Un aerógrafo es una herramienta neumática diseñada para atomizar líquido en un rocío fino y de pequeño diámetro. Ya sea que esté aplicando pintura, revestimientos protectores o colores líquidos, este dispositivo utiliza aire comprimido para crear una niebla que es más fácil de controlar que las pinceladas tradicionales. Funciona de la misma manera que una lata de aerosol, pero con una precisión que una simple lata presurizada no puede igualar.
Precisión y alcance
La diferencia entre un aerógrafo y una pistola rociadora es el tamaño y el detalle. Una pistola rociadora está diseñada para dar volumen. Ideal para pintar automóviles y exteriores de casas, ya que cubre grandes áreas rápidamente. Sin embargo, un aerógrafo es un atomizador con forma de lápiz. Es lo suficientemente pequeño como para sostenerlo con una mano y lo suficientemente sensible para realizar tareas complejas.

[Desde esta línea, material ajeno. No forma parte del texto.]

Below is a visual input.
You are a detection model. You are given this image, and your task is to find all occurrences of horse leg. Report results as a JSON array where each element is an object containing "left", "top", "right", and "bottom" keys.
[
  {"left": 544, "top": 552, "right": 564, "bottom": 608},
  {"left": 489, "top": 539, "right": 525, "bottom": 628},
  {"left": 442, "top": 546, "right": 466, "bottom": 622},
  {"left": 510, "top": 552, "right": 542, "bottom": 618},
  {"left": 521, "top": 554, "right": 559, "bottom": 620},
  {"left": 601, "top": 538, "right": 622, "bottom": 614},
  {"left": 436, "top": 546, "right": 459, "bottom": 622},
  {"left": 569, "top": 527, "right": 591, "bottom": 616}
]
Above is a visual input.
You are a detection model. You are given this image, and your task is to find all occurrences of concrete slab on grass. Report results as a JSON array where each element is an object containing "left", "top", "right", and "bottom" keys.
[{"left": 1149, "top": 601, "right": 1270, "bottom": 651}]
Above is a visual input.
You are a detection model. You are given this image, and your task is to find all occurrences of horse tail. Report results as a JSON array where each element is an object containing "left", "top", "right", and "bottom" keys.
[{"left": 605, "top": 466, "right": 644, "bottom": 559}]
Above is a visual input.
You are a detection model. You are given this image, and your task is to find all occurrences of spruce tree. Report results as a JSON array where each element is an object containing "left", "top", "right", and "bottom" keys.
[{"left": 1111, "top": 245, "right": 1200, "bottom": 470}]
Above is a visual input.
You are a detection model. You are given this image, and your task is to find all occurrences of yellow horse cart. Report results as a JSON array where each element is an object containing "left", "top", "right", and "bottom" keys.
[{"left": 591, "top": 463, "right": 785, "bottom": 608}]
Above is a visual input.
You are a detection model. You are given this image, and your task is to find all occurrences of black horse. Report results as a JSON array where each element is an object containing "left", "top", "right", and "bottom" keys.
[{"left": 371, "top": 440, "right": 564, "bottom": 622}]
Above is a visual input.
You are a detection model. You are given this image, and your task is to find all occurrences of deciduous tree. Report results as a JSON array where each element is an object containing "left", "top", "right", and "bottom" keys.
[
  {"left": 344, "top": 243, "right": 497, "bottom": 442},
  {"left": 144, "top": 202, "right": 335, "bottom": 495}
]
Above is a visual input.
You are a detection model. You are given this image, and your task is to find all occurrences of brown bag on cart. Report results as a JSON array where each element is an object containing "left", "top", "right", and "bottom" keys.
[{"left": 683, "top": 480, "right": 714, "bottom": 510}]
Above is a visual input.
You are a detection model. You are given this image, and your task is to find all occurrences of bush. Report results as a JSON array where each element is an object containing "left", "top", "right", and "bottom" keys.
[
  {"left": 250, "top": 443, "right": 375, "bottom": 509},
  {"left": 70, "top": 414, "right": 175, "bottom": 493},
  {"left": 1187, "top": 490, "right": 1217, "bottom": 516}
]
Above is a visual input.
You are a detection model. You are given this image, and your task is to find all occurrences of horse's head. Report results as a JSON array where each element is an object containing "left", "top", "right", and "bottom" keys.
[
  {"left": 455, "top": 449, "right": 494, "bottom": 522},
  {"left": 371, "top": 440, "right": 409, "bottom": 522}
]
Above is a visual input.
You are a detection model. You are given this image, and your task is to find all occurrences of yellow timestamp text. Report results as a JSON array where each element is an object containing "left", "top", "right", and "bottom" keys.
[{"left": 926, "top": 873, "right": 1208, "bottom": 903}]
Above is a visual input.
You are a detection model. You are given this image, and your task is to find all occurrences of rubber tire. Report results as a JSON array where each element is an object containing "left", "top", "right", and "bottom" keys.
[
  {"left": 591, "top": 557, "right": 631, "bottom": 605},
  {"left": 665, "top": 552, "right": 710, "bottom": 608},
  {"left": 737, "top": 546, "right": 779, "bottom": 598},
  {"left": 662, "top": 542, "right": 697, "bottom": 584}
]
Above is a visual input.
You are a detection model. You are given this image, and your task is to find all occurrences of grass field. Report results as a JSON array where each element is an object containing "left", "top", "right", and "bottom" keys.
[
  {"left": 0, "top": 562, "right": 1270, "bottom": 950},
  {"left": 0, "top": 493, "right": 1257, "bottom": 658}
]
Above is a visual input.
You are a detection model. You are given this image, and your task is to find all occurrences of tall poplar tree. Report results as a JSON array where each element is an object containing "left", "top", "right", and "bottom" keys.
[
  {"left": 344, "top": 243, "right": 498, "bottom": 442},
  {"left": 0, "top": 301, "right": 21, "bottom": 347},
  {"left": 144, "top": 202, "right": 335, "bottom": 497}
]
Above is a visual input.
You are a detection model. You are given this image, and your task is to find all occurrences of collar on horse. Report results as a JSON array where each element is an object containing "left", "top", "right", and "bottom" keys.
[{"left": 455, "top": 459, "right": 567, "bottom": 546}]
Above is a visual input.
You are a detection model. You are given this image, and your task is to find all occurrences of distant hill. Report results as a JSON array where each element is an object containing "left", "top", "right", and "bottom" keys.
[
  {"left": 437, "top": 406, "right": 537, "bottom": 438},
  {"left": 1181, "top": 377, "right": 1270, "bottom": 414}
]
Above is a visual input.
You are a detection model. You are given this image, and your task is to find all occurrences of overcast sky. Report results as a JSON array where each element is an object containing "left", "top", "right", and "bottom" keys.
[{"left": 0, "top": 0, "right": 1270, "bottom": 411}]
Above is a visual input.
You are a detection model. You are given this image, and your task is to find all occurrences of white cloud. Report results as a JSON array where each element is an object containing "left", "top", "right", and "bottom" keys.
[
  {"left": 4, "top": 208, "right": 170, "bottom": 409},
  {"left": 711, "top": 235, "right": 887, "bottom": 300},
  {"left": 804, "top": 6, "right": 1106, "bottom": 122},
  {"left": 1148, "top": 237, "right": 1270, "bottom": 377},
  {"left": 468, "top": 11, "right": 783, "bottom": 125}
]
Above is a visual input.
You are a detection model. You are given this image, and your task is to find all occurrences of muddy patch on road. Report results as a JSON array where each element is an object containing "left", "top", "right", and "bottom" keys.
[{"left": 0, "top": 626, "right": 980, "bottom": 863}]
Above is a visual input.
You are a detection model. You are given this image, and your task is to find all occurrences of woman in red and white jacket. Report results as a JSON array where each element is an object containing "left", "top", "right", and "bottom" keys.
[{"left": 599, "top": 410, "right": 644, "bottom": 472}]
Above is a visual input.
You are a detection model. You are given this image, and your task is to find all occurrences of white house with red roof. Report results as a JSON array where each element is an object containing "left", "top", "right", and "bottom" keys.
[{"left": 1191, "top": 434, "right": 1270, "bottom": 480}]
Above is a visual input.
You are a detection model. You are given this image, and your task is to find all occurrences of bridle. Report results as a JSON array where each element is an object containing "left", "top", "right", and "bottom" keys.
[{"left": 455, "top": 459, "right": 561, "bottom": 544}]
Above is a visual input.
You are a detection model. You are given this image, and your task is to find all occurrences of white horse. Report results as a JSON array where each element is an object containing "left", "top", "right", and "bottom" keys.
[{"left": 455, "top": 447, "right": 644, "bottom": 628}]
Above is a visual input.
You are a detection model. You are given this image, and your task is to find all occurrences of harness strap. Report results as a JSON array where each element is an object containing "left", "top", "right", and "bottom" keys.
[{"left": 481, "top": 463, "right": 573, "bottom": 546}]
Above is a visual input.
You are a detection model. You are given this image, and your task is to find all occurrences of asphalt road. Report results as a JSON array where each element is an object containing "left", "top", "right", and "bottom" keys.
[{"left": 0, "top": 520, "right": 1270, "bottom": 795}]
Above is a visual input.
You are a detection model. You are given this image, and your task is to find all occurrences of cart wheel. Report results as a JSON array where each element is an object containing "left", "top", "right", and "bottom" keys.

Los artistas utilizan estas herramientas para completar tareas que requieren precisión quirúrgica. Son esenciales para dibujos sombreados donde los degradados deben ser suaves e invisibles. Los fotógrafos los utilizan para retocar, lo que les permite realizar correcciones sutiles que los pinceles podrían pasar por alto. Esta herramienta proporciona un flujo controlado en lugar de una aplicación integral.
“El aerógrafo puede ser un atomizador en forma de lápiz que se utiliza para diversas tareas muy detalladas, como sombrear dibujos y retocar fotografías. Por el contrario, la pistola pulverizadora se suele utilizar para cubrir grandes superficies con pintura”.
Esta versatilidad explica por qué esta tecnología perdura. Aunque la edición digital ha reemplazado algunos de los retoques manuales, la aplicación física del color todavía requiere las capacidades únicas de la pulverización neumática.